His testimony before Congress touched on several major points including:

  • The Federal Reserve’s actions and commitments to repair broken confidence in financial markets
  • The dire need to reduce the current account deficit over time
  • An attempt to balance the budget this year is not a reasonable goal
  • Homeowners reduced savings as home prices rose
  • Fed’s objective to restore stability is essential to a recovery

A day after President Obama announced his intention to cut the deficit in half, Chairman Bernanke stressed the need to reduce the current account deficit as a long-term goal. The current account is the difference between aggregate exports and imports, ex-investments. The U.S. capital account has been exploding as foreign inflows have been needed to finance consumption of imported goods.

Bernanke directly addressed the need for a greater savings rate to help combat the current account deficit.
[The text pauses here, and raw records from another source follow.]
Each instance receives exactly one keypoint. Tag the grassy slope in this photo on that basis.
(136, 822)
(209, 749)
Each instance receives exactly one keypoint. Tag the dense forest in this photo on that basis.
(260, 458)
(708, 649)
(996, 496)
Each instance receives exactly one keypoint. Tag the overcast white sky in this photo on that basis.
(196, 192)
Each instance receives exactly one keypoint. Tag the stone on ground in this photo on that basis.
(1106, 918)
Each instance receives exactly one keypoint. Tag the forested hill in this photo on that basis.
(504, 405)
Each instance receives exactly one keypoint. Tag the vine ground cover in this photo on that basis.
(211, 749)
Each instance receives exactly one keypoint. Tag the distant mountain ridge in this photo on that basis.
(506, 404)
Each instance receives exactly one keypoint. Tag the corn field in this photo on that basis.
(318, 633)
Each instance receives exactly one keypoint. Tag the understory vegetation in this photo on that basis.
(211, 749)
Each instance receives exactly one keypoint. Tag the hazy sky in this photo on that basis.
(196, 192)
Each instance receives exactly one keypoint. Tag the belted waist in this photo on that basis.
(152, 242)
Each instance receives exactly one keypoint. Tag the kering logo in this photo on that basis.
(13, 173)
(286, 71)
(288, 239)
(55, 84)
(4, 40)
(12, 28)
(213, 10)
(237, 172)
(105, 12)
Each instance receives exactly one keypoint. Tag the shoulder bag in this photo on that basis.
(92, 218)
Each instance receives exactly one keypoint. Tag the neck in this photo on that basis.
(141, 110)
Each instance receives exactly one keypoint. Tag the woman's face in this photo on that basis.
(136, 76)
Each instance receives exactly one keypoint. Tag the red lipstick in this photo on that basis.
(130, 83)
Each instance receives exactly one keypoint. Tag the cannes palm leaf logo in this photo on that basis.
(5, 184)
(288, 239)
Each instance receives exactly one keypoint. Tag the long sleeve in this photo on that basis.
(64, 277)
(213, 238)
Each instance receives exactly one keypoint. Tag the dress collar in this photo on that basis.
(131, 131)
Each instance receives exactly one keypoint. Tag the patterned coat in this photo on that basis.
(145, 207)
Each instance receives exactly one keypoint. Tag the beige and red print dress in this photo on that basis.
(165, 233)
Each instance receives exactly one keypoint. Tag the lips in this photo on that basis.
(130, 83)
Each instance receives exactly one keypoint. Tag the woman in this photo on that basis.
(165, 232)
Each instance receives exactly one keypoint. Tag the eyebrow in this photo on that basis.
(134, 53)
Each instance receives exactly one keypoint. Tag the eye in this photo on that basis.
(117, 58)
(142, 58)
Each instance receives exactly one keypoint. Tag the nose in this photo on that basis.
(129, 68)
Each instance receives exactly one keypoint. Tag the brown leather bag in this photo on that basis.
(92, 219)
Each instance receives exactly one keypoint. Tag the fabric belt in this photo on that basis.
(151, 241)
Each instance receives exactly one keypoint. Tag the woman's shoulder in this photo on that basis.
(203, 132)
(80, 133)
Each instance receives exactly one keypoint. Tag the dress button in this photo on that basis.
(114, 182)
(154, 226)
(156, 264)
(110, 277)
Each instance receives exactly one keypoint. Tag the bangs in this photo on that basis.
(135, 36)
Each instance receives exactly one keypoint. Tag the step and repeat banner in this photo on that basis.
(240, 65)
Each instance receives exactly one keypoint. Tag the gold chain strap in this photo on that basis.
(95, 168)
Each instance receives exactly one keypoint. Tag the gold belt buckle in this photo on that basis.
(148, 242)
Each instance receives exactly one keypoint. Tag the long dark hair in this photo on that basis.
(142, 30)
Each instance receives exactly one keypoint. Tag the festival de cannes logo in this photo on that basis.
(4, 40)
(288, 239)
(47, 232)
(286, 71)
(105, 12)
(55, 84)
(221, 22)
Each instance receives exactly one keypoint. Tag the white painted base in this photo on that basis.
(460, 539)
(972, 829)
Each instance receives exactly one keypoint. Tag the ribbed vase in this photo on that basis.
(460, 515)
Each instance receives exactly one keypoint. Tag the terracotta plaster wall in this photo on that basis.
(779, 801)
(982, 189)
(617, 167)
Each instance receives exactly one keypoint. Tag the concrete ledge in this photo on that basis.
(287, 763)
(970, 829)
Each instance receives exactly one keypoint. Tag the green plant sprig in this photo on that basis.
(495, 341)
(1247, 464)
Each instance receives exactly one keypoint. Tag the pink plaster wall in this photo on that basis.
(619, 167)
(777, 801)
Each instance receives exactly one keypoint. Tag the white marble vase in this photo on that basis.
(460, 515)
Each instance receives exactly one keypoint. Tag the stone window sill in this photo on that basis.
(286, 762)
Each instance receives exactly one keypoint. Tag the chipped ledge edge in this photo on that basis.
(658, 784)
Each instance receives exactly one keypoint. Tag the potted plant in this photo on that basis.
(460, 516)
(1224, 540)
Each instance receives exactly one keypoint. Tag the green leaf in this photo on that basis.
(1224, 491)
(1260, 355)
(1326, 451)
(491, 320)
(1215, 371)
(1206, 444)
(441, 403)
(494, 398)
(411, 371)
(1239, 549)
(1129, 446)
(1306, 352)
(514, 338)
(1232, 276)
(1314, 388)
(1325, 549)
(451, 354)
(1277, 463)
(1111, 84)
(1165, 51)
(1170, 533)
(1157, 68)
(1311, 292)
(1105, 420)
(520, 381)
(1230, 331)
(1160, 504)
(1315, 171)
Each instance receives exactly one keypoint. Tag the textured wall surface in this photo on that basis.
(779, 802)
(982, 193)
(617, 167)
He noted that as home prices rose during the late 1990’s/early 2000’s, homeowners lacked an incentive for personal savings.

Bernanke also addressed the central bank’s bloated balance sheet, citing the majority of assets held at the Fed being short-term loans that will expire naturally as economic conditions improve.

In the end, Bernanke affirmed what he believes the Federal Reserve’s primary objective is: to restore stability to the financial system through expansive monetary policy.